The really disappointing thing about “Wuthering Heights” is how little atmosphere it creates. Fennell’s world building is of grime and rain, but rather than feeling oppressive, you worry about Robbie catching a sniffle. For all the promotional talk of big, sweeping emotions, everything feels small and undefined. It all circles back to a film maker not understanding what Wuthering Heights is really about. The potential for a truly ground-breaking adaptation was there, but what we have is a film that, in ditching much of the novel’s plot, has lost a lot of its meaning. “Wuthering Heights” did not need to be a page-for-page, faithful adaptation but it did need, at its heart, an understanding of what Bronte was saying in the book. Leaving things out is fine, but it’s important to know why they were there in the first place. Fennell’s film isn’t so much a disappointment as a foregone conclusion. Its lack of depth, emotional and intellectual, will appeal to a certain audience.

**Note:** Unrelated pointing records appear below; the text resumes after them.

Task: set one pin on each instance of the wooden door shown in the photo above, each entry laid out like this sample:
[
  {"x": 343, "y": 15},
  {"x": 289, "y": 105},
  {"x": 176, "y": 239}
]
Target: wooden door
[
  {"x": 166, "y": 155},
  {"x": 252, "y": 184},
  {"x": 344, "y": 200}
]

It is, in its superficiality, a very contemporary adaptation, that doesn’t reflect well on our society’s unwillingness to engage with complex and uncomfortable ideas.
As Fennell’s “Wuthering Heights” joins the roster of Bronte adaptations, perhaps its legacy will be an encouragement to film fans to seek out those other interpretations. There are plenty of them out there, and they will almost certainly be better than this one.
Wuthering Heights is screening at Plymouth Arts Cinema from Friday 27th February – Thursday 5th March.